Взгляд его скользнул выше колена, медленно огладил бедро, и тотчас переменился, будто подёрнулся поволокой.
Елена Эдуардовна смутилась, хотела одёрнуть юбку или чем-нибудь прикрыться, но почему-то замерла.
Его пальцы нежно, почти невесомо прочертили дорожку вдоль щиколотки.
Батурин поднял на неё глаза, горящие и чёрные. Обвёл взглядом изгиб шеи – и дыхание перехватило. Остановился на губах – и губы тотчас пересохли.
Затем он выдохнул и… будто сбросил морок.
В лице его почему-то проступила злость.
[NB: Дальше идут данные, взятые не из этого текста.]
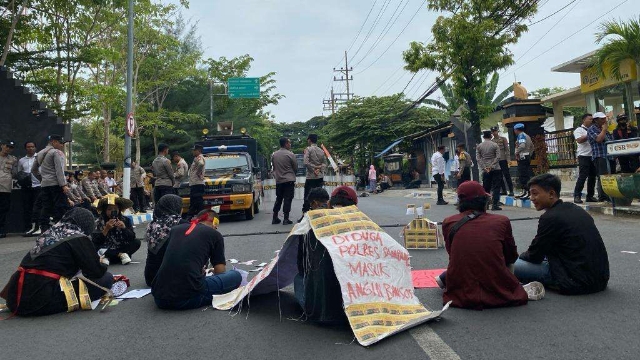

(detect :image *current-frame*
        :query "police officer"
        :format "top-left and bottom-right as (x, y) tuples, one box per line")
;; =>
(0, 141), (18, 238)
(513, 123), (533, 200)
(31, 135), (70, 235)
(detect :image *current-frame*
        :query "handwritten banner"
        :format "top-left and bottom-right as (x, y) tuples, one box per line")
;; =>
(212, 206), (448, 346)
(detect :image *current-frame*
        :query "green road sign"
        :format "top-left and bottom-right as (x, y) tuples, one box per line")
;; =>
(228, 78), (260, 99)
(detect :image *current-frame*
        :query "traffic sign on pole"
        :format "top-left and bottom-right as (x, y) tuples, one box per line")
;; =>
(125, 113), (136, 137)
(228, 78), (260, 99)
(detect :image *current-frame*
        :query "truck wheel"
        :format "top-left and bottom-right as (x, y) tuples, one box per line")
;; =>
(244, 200), (256, 220)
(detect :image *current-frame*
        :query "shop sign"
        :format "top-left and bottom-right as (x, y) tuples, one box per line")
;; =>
(580, 59), (638, 94)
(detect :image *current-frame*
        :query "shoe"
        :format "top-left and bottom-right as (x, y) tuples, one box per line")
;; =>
(118, 253), (131, 265)
(522, 281), (544, 301)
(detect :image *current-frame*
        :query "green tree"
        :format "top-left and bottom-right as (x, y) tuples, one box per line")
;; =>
(595, 16), (640, 114)
(403, 0), (537, 178)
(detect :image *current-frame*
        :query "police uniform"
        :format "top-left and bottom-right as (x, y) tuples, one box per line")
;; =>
(31, 135), (69, 232)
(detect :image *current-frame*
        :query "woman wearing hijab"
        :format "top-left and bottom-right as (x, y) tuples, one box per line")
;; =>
(92, 194), (140, 266)
(144, 194), (182, 286)
(369, 165), (377, 193)
(0, 208), (113, 316)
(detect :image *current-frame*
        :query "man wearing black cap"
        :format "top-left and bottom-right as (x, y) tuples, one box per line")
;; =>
(189, 144), (205, 216)
(476, 131), (502, 210)
(151, 144), (176, 202)
(491, 126), (513, 196)
(0, 141), (18, 238)
(298, 134), (327, 221)
(31, 135), (69, 235)
(613, 114), (640, 173)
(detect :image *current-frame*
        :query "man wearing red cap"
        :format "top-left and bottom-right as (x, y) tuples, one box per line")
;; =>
(436, 181), (544, 310)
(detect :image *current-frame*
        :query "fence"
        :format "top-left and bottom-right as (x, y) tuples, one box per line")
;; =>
(544, 129), (578, 169)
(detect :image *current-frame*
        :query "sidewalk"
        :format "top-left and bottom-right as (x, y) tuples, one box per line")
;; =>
(378, 181), (640, 218)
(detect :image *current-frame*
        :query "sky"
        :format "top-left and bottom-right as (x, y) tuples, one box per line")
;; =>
(169, 0), (638, 123)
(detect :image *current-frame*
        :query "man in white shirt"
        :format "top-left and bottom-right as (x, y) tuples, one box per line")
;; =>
(431, 145), (449, 205)
(18, 141), (42, 236)
(573, 114), (598, 204)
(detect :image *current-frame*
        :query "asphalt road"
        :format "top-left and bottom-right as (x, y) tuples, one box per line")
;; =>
(0, 192), (640, 360)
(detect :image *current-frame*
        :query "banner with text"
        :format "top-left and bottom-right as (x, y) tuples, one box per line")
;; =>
(213, 206), (448, 346)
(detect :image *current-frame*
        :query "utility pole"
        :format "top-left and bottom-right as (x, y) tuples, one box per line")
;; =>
(122, 0), (134, 199)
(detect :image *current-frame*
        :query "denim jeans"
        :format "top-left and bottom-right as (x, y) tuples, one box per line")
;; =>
(514, 259), (556, 285)
(154, 270), (242, 310)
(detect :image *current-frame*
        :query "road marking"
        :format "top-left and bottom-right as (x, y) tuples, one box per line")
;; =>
(409, 325), (460, 360)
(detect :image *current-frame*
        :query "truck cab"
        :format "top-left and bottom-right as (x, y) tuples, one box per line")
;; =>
(178, 136), (262, 220)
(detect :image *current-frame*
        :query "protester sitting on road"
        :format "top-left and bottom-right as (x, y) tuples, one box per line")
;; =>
(515, 174), (609, 295)
(436, 181), (544, 310)
(92, 195), (140, 265)
(1, 208), (113, 316)
(293, 186), (348, 324)
(151, 210), (242, 310)
(144, 194), (182, 286)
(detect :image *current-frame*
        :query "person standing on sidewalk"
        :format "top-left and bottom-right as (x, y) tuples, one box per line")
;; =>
(476, 131), (503, 210)
(300, 134), (327, 221)
(130, 161), (147, 213)
(456, 144), (473, 186)
(0, 141), (18, 238)
(271, 137), (298, 225)
(491, 126), (513, 196)
(431, 145), (449, 205)
(513, 123), (533, 200)
(18, 141), (42, 236)
(31, 135), (70, 235)
(587, 112), (616, 201)
(573, 114), (598, 204)
(187, 144), (205, 216)
(151, 144), (176, 202)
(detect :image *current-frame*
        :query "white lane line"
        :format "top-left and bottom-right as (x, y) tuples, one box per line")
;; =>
(409, 325), (460, 360)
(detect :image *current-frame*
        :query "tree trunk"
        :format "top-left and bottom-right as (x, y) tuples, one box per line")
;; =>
(0, 0), (27, 66)
(102, 104), (111, 162)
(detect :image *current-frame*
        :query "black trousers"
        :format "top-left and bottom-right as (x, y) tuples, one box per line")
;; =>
(593, 158), (616, 200)
(573, 156), (604, 198)
(458, 167), (471, 186)
(153, 185), (176, 204)
(0, 193), (11, 234)
(518, 156), (531, 191)
(433, 174), (444, 201)
(40, 186), (69, 232)
(131, 187), (145, 212)
(482, 170), (503, 206)
(188, 184), (204, 215)
(499, 160), (513, 193)
(22, 186), (42, 231)
(273, 181), (296, 215)
(302, 178), (324, 213)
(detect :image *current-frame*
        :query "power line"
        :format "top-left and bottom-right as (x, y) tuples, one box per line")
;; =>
(527, 0), (579, 26)
(356, 0), (431, 75)
(502, 0), (629, 78)
(354, 0), (409, 67)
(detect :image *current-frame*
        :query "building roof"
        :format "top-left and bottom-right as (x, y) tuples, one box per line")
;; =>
(551, 50), (596, 73)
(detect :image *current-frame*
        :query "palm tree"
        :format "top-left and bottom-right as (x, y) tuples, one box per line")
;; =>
(594, 16), (640, 114)
(422, 72), (513, 114)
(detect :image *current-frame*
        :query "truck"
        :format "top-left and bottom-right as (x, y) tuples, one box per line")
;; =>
(178, 134), (262, 220)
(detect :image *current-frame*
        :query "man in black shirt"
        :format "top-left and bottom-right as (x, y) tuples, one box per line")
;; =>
(515, 174), (609, 295)
(151, 210), (242, 310)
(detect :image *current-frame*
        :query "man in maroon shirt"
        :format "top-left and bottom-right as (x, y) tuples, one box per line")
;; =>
(436, 181), (544, 310)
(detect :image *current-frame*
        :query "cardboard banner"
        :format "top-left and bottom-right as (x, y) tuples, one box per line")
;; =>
(212, 206), (449, 346)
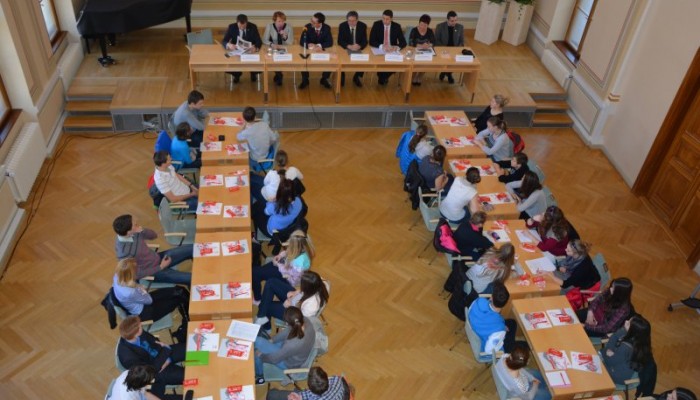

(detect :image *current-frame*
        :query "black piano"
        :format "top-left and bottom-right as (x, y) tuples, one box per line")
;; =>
(78, 0), (192, 67)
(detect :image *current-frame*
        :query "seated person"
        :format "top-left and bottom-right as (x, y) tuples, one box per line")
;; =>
(251, 179), (304, 237)
(494, 344), (552, 400)
(266, 367), (351, 400)
(576, 278), (633, 337)
(418, 145), (454, 192)
(467, 243), (515, 294)
(236, 107), (280, 168)
(106, 365), (176, 400)
(396, 124), (435, 175)
(153, 150), (199, 212)
(117, 315), (185, 398)
(255, 270), (328, 330)
(261, 150), (304, 201)
(473, 94), (510, 132)
(251, 230), (314, 304)
(408, 14), (436, 86)
(112, 258), (190, 321)
(112, 214), (193, 285)
(253, 307), (316, 385)
(440, 167), (481, 224)
(496, 153), (530, 183)
(525, 206), (578, 256)
(476, 117), (513, 168)
(601, 315), (652, 385)
(222, 14), (262, 83)
(506, 171), (547, 220)
(173, 90), (209, 149)
(544, 239), (600, 290)
(453, 211), (493, 261)
(170, 122), (202, 170)
(467, 282), (518, 353)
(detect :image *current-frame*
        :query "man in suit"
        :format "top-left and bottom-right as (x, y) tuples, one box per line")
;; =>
(338, 11), (368, 87)
(369, 10), (406, 85)
(299, 13), (333, 89)
(223, 14), (262, 83)
(435, 11), (464, 83)
(117, 315), (185, 398)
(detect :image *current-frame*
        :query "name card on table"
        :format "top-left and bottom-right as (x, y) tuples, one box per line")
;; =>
(413, 54), (433, 61)
(241, 54), (260, 62)
(350, 54), (369, 61)
(384, 54), (403, 62)
(311, 53), (331, 61)
(455, 55), (474, 62)
(272, 53), (292, 62)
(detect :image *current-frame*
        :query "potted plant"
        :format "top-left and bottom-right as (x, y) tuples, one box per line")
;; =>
(474, 0), (506, 44)
(501, 0), (535, 46)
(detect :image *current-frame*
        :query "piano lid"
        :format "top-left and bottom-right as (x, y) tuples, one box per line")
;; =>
(78, 0), (192, 36)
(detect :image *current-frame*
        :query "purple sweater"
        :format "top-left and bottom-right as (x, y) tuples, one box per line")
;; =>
(114, 228), (160, 279)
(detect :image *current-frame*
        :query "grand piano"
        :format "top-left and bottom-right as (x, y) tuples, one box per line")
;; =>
(78, 0), (192, 67)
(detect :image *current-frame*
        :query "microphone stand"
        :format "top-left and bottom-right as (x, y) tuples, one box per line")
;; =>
(299, 29), (309, 60)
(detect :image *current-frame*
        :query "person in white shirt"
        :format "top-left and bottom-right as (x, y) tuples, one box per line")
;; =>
(153, 150), (199, 211)
(440, 167), (481, 224)
(236, 107), (280, 168)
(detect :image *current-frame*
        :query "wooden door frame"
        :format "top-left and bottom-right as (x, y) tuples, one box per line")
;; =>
(632, 47), (700, 197)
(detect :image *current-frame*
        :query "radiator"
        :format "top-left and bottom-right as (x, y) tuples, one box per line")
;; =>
(542, 49), (573, 90)
(5, 122), (47, 204)
(58, 43), (84, 90)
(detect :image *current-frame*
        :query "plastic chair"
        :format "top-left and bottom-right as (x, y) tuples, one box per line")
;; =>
(527, 160), (545, 183)
(263, 349), (317, 391)
(158, 198), (197, 246)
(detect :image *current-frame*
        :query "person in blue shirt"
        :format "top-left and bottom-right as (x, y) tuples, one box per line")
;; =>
(468, 282), (527, 353)
(170, 122), (202, 169)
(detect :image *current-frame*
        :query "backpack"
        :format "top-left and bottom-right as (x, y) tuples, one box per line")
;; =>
(506, 130), (525, 154)
(403, 160), (425, 210)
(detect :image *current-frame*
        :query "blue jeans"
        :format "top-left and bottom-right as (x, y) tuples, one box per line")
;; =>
(153, 244), (192, 285)
(255, 337), (287, 377)
(527, 368), (552, 400)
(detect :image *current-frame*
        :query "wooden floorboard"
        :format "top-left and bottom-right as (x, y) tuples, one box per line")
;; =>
(0, 129), (700, 400)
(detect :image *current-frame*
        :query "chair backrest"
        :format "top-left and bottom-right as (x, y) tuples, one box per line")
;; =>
(593, 253), (611, 290)
(153, 129), (172, 153)
(527, 160), (545, 183)
(542, 186), (558, 208)
(187, 29), (214, 49)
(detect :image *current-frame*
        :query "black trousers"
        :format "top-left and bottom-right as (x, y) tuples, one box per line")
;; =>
(301, 71), (331, 81)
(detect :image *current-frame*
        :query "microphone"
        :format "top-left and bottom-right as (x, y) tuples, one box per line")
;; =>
(299, 27), (309, 60)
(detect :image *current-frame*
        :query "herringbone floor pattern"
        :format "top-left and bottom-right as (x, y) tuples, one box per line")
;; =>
(0, 129), (700, 400)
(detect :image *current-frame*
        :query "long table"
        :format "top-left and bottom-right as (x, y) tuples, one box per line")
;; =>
(190, 231), (253, 321)
(513, 296), (615, 400)
(189, 44), (481, 102)
(185, 318), (255, 400)
(197, 165), (251, 232)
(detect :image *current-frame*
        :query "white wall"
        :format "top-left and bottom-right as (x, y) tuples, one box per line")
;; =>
(601, 0), (700, 186)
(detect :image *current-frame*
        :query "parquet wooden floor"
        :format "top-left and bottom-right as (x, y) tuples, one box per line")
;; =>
(0, 129), (700, 400)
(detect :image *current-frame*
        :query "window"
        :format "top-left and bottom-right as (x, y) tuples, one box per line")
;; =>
(39, 0), (59, 44)
(555, 0), (596, 63)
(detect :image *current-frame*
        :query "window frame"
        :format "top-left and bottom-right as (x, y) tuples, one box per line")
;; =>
(554, 0), (598, 65)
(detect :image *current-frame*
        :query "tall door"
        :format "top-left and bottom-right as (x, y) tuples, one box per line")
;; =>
(647, 92), (700, 256)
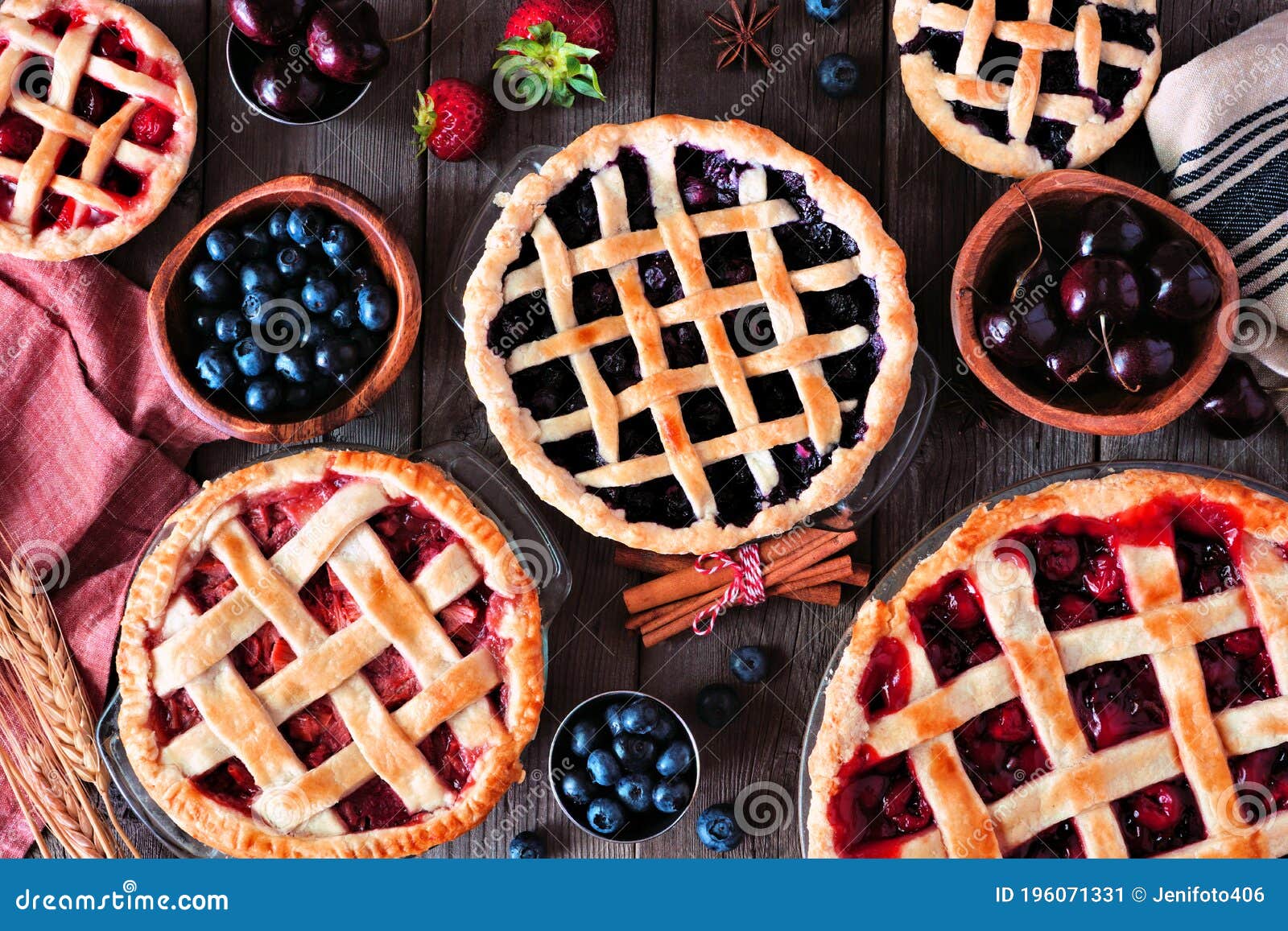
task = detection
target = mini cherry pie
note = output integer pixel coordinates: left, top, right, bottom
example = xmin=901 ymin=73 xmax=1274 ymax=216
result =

Он убрал руки, выпрямился в полный рост, бросил:
– Извините.
И не прощаясь, двинулся к своему опелю.
Елена Эдуардовна наблюдала, как Батурин выехал с парковки, как вывернул на проезжую часть, как скрылся за поворотом, и никак не могла успокоиться. Кожа до сих пор горела от его прикосновений и нескромного взгляда, и внутри всё растревожено гудело. А разум отказывался понимать, что сейчас произошло.
12. 11
– Мамуля внуков, видать, не дождётся, – отхлёбывая пиво прямо из горлышка, резюмировала Ника. – Тебе двадцать восемь…
– А ты у нас на что? – спросил Андрей и тоже сделал большой глоток Хугардена. – Тебе вон тридцать два скоро, тем более пора поторопиться.
Они третий час торчали на крыше, совсем как в юности. Пили пиво, говорили о том о сём, наслаждались спокойствием и созерцали предзакатный город.
– Чурбан ты неотёсанный. Женщинам, чтоб ты знал, про возраст напоминать бестактно. И потом, мамуле внуков от тебя хочется, ты же у нас любимый сын. А я так… – Ника констатировала это как факт, без обиды.
Все обиды по поводу, кого из них родители больше любят, остались в далёком детстве.
Андрей посмотрел на сестру слегка захмелевшим взглядом:
– Ну вот опять ты начинаешь. Любимый сын, нелюбимая дочь. Глупости всё это.